Judgement of Martin Bucer by John Milton was published on 15 July 1644. The work consists mostly of Milton's translations of pro-divorce arguments from Martin Bucer's De Regno Christi. By finding support for his views among orthodox writers, Milton hoped to sway the members of Parliament Protestant ministers who had condemned him.
See main article: Milton's divorce tracts. Milton married in spring 1642, and shortly after, his wife Marie Powell left him and returned to live with her mother. The legal statutes of England did not allow for Milton to apply for a divorce and he resorted to promoting the lawfulness of divorce. Although the laws did not change, he wrote four tracts on the topic of divorce, with Judgement of Martin Bucer Concerning Divorce as his second tract.[1] The hostile response by clergymen to the first tract, The Doctrine and Discipline of Divorce, prompted Milton to defend himself by translating Martin Bucer's De Regno Christi and his arguments concerning the legitimacy of divorce. Bucer was a Protestant Reformer and close to the Protestant movement in England, and Milton felt that he would serve as a means to convince Parliamentarians to change their views on divorce. The work was published on 13 August 1644, a week before Milton was attacked in a sermon preached before Parliament by Herbert Palmer.[2]
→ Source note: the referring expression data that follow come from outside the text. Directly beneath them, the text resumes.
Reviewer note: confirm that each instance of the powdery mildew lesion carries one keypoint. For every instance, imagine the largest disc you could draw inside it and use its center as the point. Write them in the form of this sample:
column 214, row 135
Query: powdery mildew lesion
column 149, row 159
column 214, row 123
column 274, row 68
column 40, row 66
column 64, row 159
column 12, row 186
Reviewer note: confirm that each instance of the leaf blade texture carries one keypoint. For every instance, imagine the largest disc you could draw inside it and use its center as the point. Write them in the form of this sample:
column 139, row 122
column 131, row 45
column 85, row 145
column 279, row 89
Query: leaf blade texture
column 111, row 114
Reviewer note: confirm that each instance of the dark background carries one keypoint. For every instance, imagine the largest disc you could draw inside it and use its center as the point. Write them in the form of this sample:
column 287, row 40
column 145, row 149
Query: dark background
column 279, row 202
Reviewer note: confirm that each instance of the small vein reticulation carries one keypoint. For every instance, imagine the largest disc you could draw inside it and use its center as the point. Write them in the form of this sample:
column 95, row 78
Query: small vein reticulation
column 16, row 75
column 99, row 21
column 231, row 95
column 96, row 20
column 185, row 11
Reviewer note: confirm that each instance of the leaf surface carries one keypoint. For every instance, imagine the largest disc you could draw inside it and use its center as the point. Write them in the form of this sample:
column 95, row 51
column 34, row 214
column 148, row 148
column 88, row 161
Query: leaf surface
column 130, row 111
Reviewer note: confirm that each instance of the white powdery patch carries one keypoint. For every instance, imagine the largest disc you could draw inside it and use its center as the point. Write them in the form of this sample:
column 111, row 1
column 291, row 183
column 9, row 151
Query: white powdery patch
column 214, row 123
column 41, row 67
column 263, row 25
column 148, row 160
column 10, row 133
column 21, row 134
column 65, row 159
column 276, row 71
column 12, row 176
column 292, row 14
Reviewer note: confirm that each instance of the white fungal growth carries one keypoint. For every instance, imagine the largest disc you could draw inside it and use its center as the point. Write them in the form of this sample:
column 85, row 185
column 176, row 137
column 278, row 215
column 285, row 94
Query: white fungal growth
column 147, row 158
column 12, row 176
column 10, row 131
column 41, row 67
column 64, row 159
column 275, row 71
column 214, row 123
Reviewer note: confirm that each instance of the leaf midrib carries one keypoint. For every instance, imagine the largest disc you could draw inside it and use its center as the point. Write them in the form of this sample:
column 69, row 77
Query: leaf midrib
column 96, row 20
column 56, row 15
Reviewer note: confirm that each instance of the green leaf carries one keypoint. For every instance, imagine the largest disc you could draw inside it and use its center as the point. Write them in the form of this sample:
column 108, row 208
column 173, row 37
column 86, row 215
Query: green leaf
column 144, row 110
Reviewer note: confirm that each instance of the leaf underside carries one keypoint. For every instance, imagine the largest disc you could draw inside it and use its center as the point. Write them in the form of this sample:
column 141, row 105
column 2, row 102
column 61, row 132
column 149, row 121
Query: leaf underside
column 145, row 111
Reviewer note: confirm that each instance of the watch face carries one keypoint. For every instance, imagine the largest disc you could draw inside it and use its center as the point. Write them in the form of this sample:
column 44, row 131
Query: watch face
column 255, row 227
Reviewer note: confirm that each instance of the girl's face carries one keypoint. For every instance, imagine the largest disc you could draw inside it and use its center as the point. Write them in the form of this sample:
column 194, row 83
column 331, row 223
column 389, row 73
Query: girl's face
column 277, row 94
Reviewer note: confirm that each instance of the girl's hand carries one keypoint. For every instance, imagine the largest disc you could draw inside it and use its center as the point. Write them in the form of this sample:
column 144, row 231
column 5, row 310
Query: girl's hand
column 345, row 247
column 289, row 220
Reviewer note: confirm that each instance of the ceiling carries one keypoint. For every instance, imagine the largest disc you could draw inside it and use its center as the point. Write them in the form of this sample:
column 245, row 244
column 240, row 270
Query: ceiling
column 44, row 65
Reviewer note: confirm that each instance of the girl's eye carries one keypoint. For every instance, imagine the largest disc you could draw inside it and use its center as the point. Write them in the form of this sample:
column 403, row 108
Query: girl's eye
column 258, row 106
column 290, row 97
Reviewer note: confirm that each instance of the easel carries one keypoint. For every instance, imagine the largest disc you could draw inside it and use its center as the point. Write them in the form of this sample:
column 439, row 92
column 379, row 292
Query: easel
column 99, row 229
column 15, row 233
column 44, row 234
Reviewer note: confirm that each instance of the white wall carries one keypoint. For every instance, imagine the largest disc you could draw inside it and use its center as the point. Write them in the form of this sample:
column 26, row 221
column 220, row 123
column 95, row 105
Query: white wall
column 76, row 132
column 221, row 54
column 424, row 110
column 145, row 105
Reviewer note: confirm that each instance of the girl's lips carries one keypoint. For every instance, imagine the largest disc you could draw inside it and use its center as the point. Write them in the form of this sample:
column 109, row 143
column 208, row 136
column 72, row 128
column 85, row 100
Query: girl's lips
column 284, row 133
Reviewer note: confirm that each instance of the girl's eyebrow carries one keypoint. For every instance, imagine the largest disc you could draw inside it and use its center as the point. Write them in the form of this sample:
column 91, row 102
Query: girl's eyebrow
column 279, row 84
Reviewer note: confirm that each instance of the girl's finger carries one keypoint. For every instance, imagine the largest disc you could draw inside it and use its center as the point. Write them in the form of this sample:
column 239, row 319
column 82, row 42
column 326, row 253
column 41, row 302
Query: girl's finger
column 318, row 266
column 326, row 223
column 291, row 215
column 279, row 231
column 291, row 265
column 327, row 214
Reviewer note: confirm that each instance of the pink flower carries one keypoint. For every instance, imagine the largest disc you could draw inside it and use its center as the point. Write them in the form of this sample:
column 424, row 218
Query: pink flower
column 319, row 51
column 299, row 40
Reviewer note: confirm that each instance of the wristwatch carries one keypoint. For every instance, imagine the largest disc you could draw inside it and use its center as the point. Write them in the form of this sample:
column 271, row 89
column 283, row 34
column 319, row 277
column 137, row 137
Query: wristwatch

The work begins with a preface titled "To the Parlament", and the preface connects the history of Bucer and his reformist ideas with the history of Milton's previous tract on divorce:[3]
For against these my adversaries, who before the examining of a propound truth in a fit time of reformation, have had the conscience to oppose naught els but their blind reproaches and surmises, that a single innocence (his own) might not be opprest and overborn by a crew of mouths for the restoring of a law and doctrin falsely and unlernedly reputed new and scandalous. God... hath unexpectedly rais'd up as it were from the dead... one famous light of the first reformation to bear witnes with me[4]Milton believed that a translation of Bucer's words would convince Parliament of the truth behind his previous tract on divorce. In the translation, he omits many sections that did not support Milton's purpose (Patterson cites the joys of single life as the main section omitted) and added slight translations that connected to Milton's personal state.[3]